Langdon ended his abalone project a while back, but he kept on growing the dulse. And much to his surprise, he discovered that when fried or smoked, his dulse tasted just like bacon.
Beyond its highly desirable flavor, the seaweed has huge potential because of how quickly it grows. Michael Morrissey, the director of OSU's Food Innovation Center, told The Oregonian that the dulse could sell for around $60 per pound.
On top of that, the Oregon Department of Agriculture approved a grant for OSU researchers to investigate potential food applications. Those researchers contacted Jason Ball, a former intern at René Redzepi's Nordic Food Lab (NFL), who has experience working with a variety of seaweeds.
While the seaweeds used by NFL in Copenhagen are always foraged, the bacon dulse is farmed. That not only prevents damage to fragile intertidal ecosystems, but also ensures a consistent product to play with. Ball experimented with using the bacon seaweed in instant ramen, veggie burgers, trail mix, salt substitutes, and even beer.

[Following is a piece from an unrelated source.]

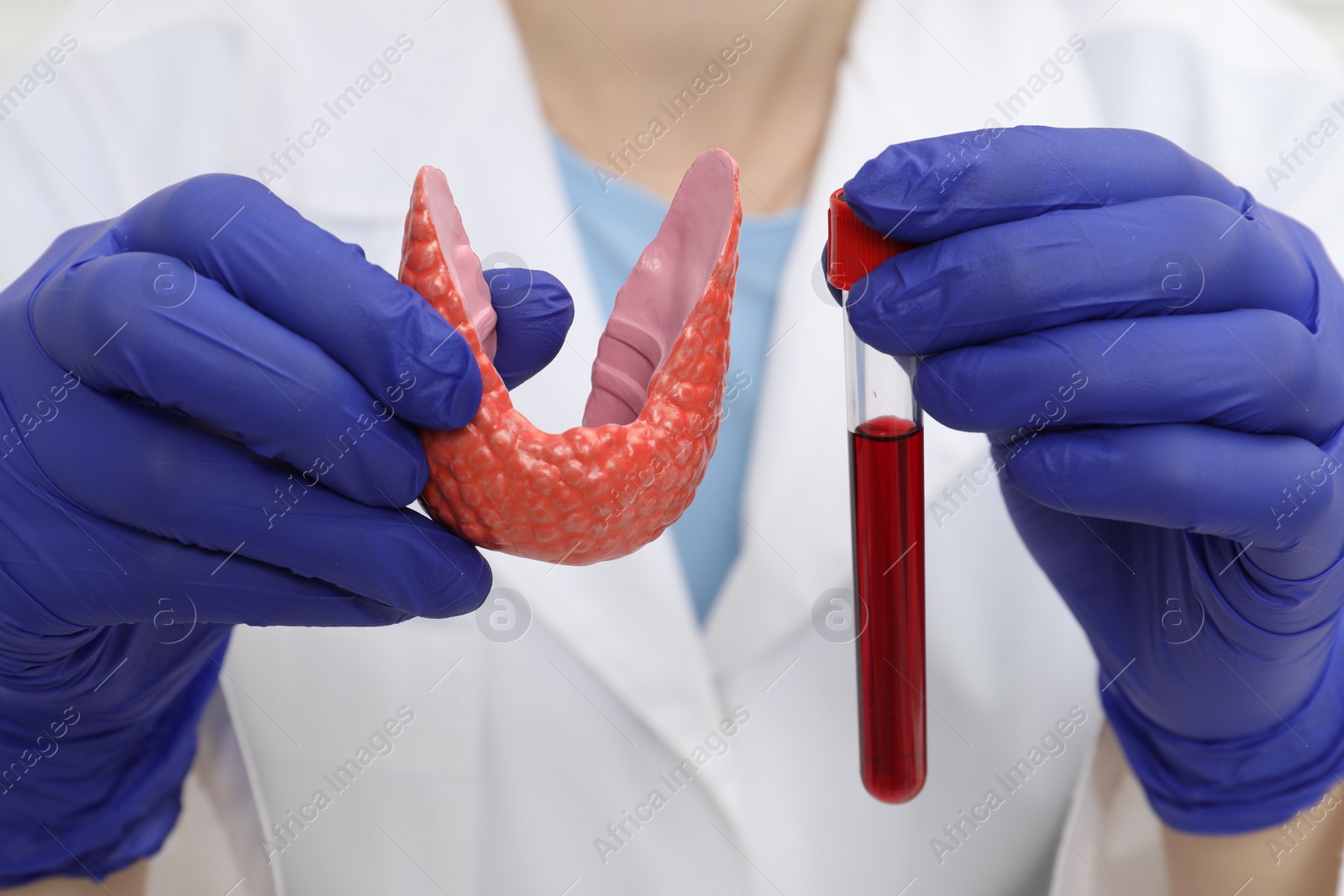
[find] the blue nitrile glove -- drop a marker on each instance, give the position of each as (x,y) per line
(1158,362)
(206,416)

The first commercial product to incorporate the dulse, however, will be a salad dressing. (We know what you're thinking: Someone discovered vegan bacon and is turning into salad dressing?!) The researchers also reportedly plan to use the seaweed as a flavor enhancer in rice crackers and peanut popcorn brittle.
But all by itself, the dulse could stand in for good ol' pork belly. "Pan-fried," Ball said in an OSU statement, "dulse can be light and crispy with a savory saltiness, like bacon."
Now all the researchers have to do is convince heat-packing 'Muricans to cook seaweed on the barrels of their guns instead of swine.